Le Kappedeschle est une figure qui existe dans plusieurs ville mais qui semble trouver son origine à Radolfzell en 1848. D'après la légende, à cause du déclenchement de la révolution du Pays de Bade contre les troupes d'occupation prussiennes, les défilés du Fasnet furent interdit. Tous obéirent face au diktat prussien. Tous ? non. Un paysan nommé Xaver Deschle demanda au commandant prussien s'il pouvait au moins "regarder par sa fenêtre, portant cape et masque", ce à quoi le commandant ne fit aucune objection. Deschle construisit alors une fenêtre mobile en bois qu'il s'accrocha autour du coup et, en costume, se mit à danser et parader dans les rues de Radolfzell, suivit par une farandole d'enfants caracolant derrière lui en liesse. Le commandant, dit-on, fit contre mauvaise fortune bon cœur et laissa faire.
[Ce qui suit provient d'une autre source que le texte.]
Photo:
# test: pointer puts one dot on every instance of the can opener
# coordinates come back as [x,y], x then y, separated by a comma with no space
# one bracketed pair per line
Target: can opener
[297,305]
Bon perdant ! Depuis la figure du Kappedeschle fanfaronne toujours à sa fenêtre, accompagné des joyeux Schulerbueble, les garçons d'école. De son costume à losange à son origine, tout dans cette figure en fait un parfait apport à l'archétype de l'arlequin.
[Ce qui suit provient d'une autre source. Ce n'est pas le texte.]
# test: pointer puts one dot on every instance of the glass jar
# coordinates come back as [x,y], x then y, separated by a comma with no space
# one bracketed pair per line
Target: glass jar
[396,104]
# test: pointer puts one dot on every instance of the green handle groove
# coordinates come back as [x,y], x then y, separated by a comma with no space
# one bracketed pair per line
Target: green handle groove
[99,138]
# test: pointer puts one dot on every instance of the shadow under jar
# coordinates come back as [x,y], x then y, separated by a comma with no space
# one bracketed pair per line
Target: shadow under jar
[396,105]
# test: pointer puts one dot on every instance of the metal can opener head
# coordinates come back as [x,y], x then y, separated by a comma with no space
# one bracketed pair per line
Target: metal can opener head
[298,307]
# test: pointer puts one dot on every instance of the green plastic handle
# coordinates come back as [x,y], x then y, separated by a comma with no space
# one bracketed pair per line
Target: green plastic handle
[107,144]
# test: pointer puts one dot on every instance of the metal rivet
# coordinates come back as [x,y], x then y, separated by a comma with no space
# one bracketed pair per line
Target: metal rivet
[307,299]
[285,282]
Schlegele Beck, le boulanger salace (en rouge), Galan et Asmodeus.
Dans le genre gros troll la ville a aussi le Schlegele Beck, un boulanger facétieux qui montre son cul à la fenêtre pour laisser les gens deviner s'il s'agit de grosses miches de pain ou... d'autre chose - fait commémoré sur son sceptre. Désolé, il n'est pas dans la vidéo parce que j'avais à mes côtés une personne assez active et que du coup l'image bouge beaucoup trop, on voit presque rien. J'ai pu faire un arrêt sur image potable, il faudra s'en contenter... Il est en revanche accompagné de sept "diables de l'Enfer" que vous pouvez apercevoir dans la vidéo : Le Narrenfresser, Dévoreur de Fous, une figure inspirée de l'Homme Noir avec lequel on faisait peur aux enfants pour les faire obéir mais qui a fini par devenir, ironie du sort, un favori des enfants (trollolol, encore une fois). On le reconnaît grâce à son costume tout en noir et aux deux jambes de Narro qui pendouillent de sa bouche ! Il y a aussi Lumpeseggel le géant habillé de chiffons, Asmodeus le Corrupteur, Galan, tout en bleu qui représente le narcissisme (vous commencez à voir un motif récurrent ?), dont la devise est "Je suis le plus beau en mon pays, dit le miroir dans ma main." et dont le nom vient de l'espagnol pour amant / coureur de jupon, Geiz (littéralement Avarice... pas besoin d'en dire plus), le Höllebock ou Bouc Infernal qui représente la luxure et les pulsions charnelles, et enfin Beelzebub et son crécelle, sans commentaire. Bref, tout un imaginaire bien chrétien comme il faut qui vient lui aussi faire son office cathartique, dans la lignée des Arlequins (dont Galan partage certains attributs comme le miroir).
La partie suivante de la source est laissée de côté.